Recovering perfectionist

Standard

Germany is known to be precise, on time and reliable.

We grow up, knowing that being on time is as important as brushing your teeth every morning. Everything about German culture is striving for perfection: how we make cars or electronics, our approach towards education, hobbies, how houses are build……the list is endless.

My condition began in my early childhood. Since I am living in Ireland, I am asking myself what contributed that I became a perfectionist. Is it only Societies influence on me? Is it the home I grew up in? Is it something I’ve put on in order to survive or something that is wired in me? Short: is it nature or nurture?

My dad is someone who always gives 150%. Which is great if you build your own house, like he did. With the help of only a few professionals, family members and my mum’s amazing patience, cooking skills and turning a crappy old caravan into a cozy and warm save-haven during ice-cold winters, he build a house from scratch. A solid house, top standard, with floor heating (a luxury my mum saw as a necessity). He poured 3 years into this house, making it our family home and it’s something I admire, but it’s not me. By all means, he is a perfectionist! He doesn’t start something if he knows he can’t give everything. But it also brought him very far. I guess his perfectionism has taught me to give your best whatever you do, but it also discouraged me and I gave up on things I enjoyed but I thought I would never reach a level of perfection.

What I struggle the most is that schools seem to leave no space for young people to express themselves or discover who they are. The educational system wants to create perfect, studious young people. People, who will be affective in the German machinery of success and achievement.

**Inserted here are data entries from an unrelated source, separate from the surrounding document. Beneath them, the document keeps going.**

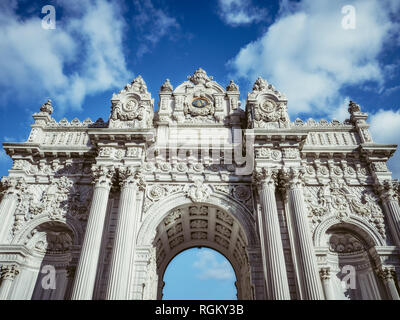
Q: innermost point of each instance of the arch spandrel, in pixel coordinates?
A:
(158, 211)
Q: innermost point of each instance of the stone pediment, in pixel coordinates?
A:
(132, 107)
(266, 107)
(199, 100)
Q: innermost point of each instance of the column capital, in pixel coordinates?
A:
(325, 273)
(265, 177)
(13, 186)
(102, 175)
(388, 190)
(71, 271)
(9, 272)
(292, 178)
(131, 176)
(386, 273)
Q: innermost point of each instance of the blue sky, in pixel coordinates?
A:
(197, 274)
(300, 47)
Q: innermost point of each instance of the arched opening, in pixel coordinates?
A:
(199, 274)
(351, 266)
(199, 225)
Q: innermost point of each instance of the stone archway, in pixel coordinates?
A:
(146, 273)
(203, 225)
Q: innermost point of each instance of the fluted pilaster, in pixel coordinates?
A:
(86, 271)
(273, 257)
(124, 235)
(8, 274)
(14, 187)
(391, 207)
(294, 183)
(388, 276)
(325, 274)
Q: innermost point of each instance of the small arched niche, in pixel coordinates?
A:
(352, 275)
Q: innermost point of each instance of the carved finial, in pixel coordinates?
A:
(232, 86)
(200, 77)
(166, 86)
(353, 107)
(47, 107)
(260, 84)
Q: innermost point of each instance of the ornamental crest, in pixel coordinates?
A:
(199, 106)
(198, 192)
(271, 111)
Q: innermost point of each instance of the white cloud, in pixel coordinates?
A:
(307, 54)
(239, 12)
(385, 128)
(152, 25)
(88, 40)
(210, 268)
(4, 158)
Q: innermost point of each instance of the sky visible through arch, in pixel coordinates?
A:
(301, 47)
(199, 274)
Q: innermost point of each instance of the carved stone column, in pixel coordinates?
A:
(14, 186)
(124, 235)
(311, 284)
(86, 271)
(70, 281)
(8, 274)
(388, 275)
(325, 274)
(391, 208)
(271, 241)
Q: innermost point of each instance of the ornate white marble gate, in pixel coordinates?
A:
(96, 210)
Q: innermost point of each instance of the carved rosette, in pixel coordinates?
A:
(198, 192)
(131, 177)
(325, 273)
(232, 87)
(132, 107)
(387, 191)
(9, 272)
(200, 77)
(47, 107)
(265, 177)
(266, 107)
(166, 87)
(386, 273)
(13, 186)
(292, 178)
(102, 176)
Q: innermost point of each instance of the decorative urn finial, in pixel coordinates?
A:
(47, 107)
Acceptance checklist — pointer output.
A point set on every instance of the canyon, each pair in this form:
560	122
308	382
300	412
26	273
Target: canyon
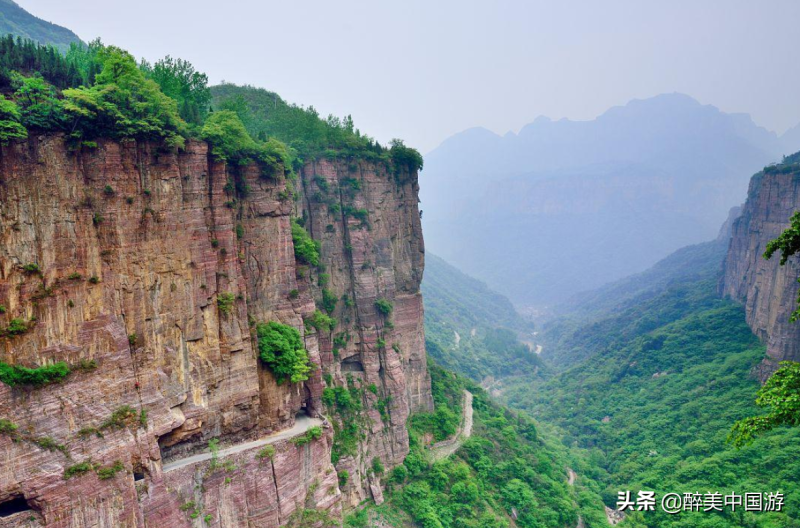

We used to be a society of thinkers, writers, but I wonder where we have the space nowadays to create and give young people a sense of whatever they pursue is valuable and as important as being a banker.

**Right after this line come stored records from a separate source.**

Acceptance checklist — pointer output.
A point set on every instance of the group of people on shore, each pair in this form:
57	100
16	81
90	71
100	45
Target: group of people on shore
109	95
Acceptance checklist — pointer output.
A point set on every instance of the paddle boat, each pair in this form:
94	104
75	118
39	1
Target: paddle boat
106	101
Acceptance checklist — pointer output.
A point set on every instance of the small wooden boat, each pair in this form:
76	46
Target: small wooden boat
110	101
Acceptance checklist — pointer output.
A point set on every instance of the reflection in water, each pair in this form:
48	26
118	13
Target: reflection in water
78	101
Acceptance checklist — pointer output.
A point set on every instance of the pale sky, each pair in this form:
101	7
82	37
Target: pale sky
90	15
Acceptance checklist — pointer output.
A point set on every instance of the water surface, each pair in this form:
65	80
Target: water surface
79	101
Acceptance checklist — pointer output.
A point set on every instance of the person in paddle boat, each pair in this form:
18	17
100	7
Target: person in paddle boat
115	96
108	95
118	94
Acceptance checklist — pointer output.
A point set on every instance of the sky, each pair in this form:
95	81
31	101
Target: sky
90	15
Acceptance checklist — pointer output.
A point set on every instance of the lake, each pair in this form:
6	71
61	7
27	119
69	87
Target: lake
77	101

I wish that I would have had the courage to pursue my interests in drama, dance, writing and photography and not allowing it to die down slowly in order to be more ‘productive’ or a valuable member of society.

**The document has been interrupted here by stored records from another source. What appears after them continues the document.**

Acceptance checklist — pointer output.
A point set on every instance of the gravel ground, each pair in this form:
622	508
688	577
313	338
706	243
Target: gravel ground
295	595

Coming to Ireland has blown my mind away – being different and creative is celebrated here! We encourage our young people to discover their gifts, talents and skills and to pursue them. I have discovered that I never really allowed myself to pursue what I love doing, because I didn’t have the encouragement I needed. I felt ‘me’ and alive when I was on stage performing, yet I pushed it aside when I finished school.

Right now I feel like a teenager again; discovering what I am good at, and allowing myself to express it and fight for it.

But still, I want to do everything perfectly. My standard is ridiculously high!

So is my perfectionism nature or nurture? Maybe the answer is ‘yes’. In my case I guess, I always thought being successful makes me valuable. That’s what I need to overcome: my value lies not in what I do, but in who I am. That’s key in overcoming perfectionism and becoming the fullest version of me.

Next step on my journey: taking photography and cooking classes.